Safonov a été l’un des grands artisans de la victoire du PSG, hier, en Ligue des Champions contre Liverpool à Anfield (0-2). Impressionnant sur sa ligne, conquérant dans les airs, Safonov semble avoir définitivement relégué Lucas Chevalier au rôle de doublure.
De nouveau titularisé hier par Luis Enrique, pour la quinzième fois consécutive, Matvey Safonov a encore répondu présent. Critiqué il y a dix jours, le portier du PSG a répondu présent dans ce match capital, avec six arrêts, et une impressionnante sérénité aérienne. Il semble avoir une fois de plus complètement éteint le débat des gardiens au PSG, et placé Lucas Chevalier dans une position très délicate.
Une performance très solide.
Frustré en début de saison de ne pas être plus sollicité à la place d’un Chevalier loin d’être serein dans les cages du PSG, Safonov a une nouvelle fois, hier soir, montré qu’il savait répondre à la confiance donnée par Luis Enrique. Déterminant à plusieurs reprise, le gardien d’un mètre quatre-vingt douze s’est montré impérial dans les airs, face à la tempête menée par les Reds. Dans les airs, d’abord, où il n’a pas hésité à sortir pour enlever les ballons aériens à la suite des nombreux corners obtenus par Liverpool (8 en tout), face à une équipe pourtant habituellement excellente sur ce genre d’exercice.

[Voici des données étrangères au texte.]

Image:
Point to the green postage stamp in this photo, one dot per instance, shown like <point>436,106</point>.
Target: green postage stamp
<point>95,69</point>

Sur sa ligne ensuite, où il a réussi à sortir plusieurs ballons extrêmement compliqué, comme cette reprise à bout portant du latéral hongrois Milos Kerkez à la 32e minute. Puis des arrêts réalisés face à Gakpo (49e), et encore Kerkez (87e), pour laisser le PSG avec ses deux buts d’avance. Une prestation qui lui a valu la note de 8 dans le journal l’Equipe, preuve de son énorme impact dans le match :
« C’était un soir pour savoir. Et désormais, on sait. Que le Russe est imperméable à la pression, qu’il est fort dans les airs et qu’il est capable de sortir les arrêts qu’il faut. »
Il y a seulement quatre mois, pas grand monde n’aurait parié sur le fait que le gardien qui allait peut-être réussir à faire conserver son titre européen au PSG, ça serait lui. Et pourtant, force est de constater qu’il fait preuve d’une sérénité anormal au cage, et d’une confiance en lui fabuleuse, qui se transmet jusqu’à ses coéquipiers. Autant de mauvaises nouvelles pour Lucas Chevalier, qui était venu au PSG comme titulaire indiscutable, mais qui se retrouve logiquement poussé sur la touche par Safonov.

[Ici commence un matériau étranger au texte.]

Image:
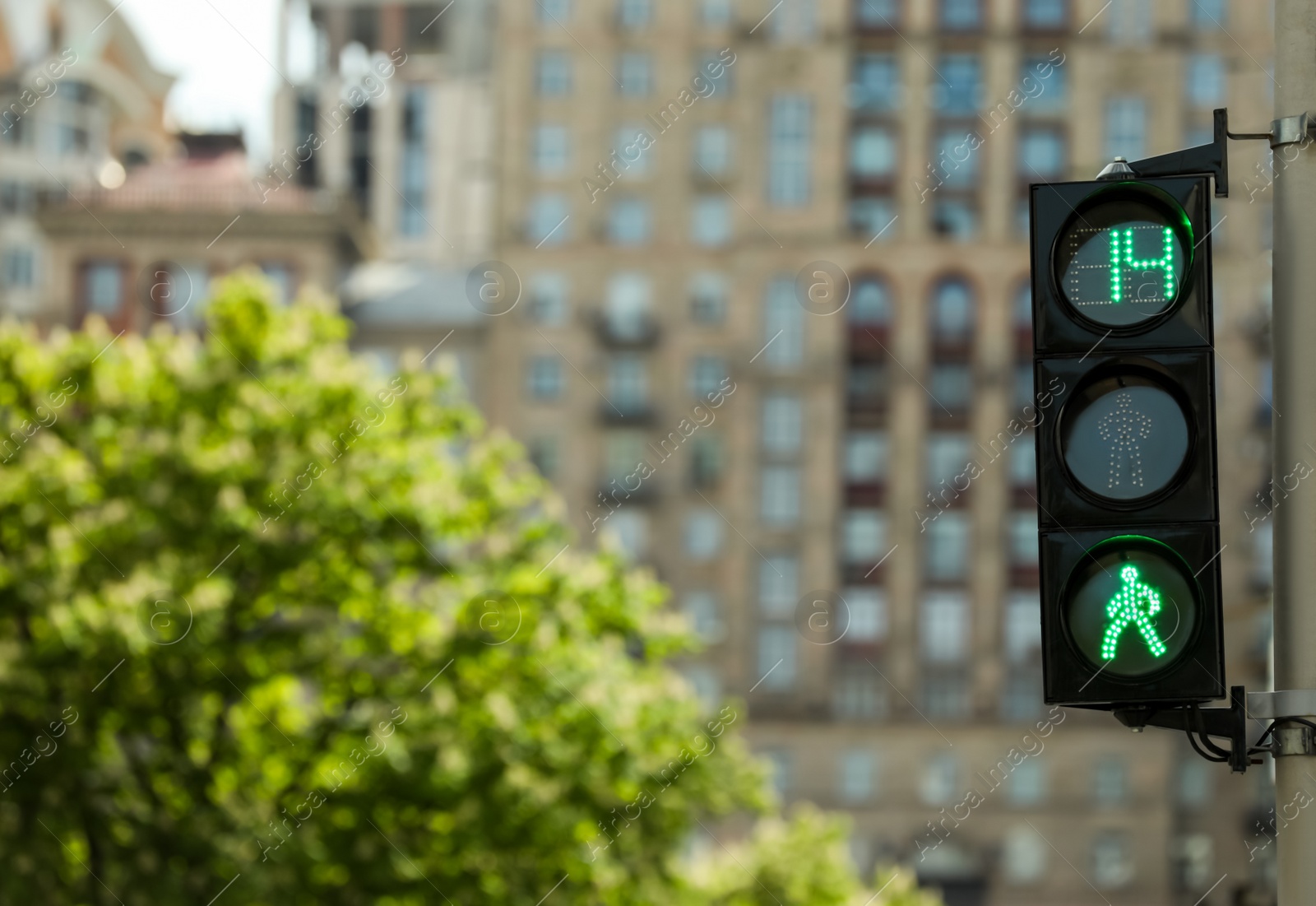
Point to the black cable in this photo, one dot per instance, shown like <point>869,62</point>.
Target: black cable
<point>1198,748</point>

Chevalier, une situation irrespirable
Il y a encore dix jours, quelques performances en demi-teintes du gardien russe semblaient avoir relancées le débat autour du gardien titulaire au PSG. Malheureusement pour Lucas Chevalier, Safonov a éteint le débat, hier, après sa prestation XXL. Lucas Chevalier n’a plus joué depuis trois mois avec la PSG, et une courte victoire en Ligue 1 contre Auxerre le 23 janvier dernier. Depuis, Safonov a pris la lumière, et Chevalier n’a plus la place de s’exprimer.

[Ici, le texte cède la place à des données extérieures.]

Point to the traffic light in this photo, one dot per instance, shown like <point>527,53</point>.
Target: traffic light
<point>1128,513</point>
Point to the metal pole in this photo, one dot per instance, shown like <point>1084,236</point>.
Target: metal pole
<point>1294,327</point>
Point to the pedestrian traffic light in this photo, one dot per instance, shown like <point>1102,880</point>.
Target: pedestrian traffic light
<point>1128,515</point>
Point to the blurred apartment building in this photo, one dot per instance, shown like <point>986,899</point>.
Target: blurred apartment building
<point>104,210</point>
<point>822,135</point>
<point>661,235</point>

Pourtant, à son arrivée, il était le remplaçant attitré de Donnarumma, parti à Manchester City. Mais ses premières performances, jugées irrégulières et peu sereines, ont très vite amené le doute à Paris, si bien que Safonov a fini par doucement s’implanter, et n’a laisse aucune chance à l’international français (1 sélection).
A seulement deux mois de la Coupe du Monde, la situation de Chevalier est réellement très préoccupante. Bien que sa présence à la Coupe du Monde ne semble pas encore être remise en question, du fait du manque d’expérience derrière (Robin Rieser n’a pas d’expérience internationale et Alphonse Areola est en immense méforme), son statut pose question. A l’origine numéro deux officiel en Bleu, derrière l’intouchable Mike Maignan, Lucas Chevalier semble être passé derrière Brice Samba dans le coeur de Didier Deschamps. Il a même été le seul joueur non utilisé par le sélectionneur des Bleus lors du dernier rassemblement.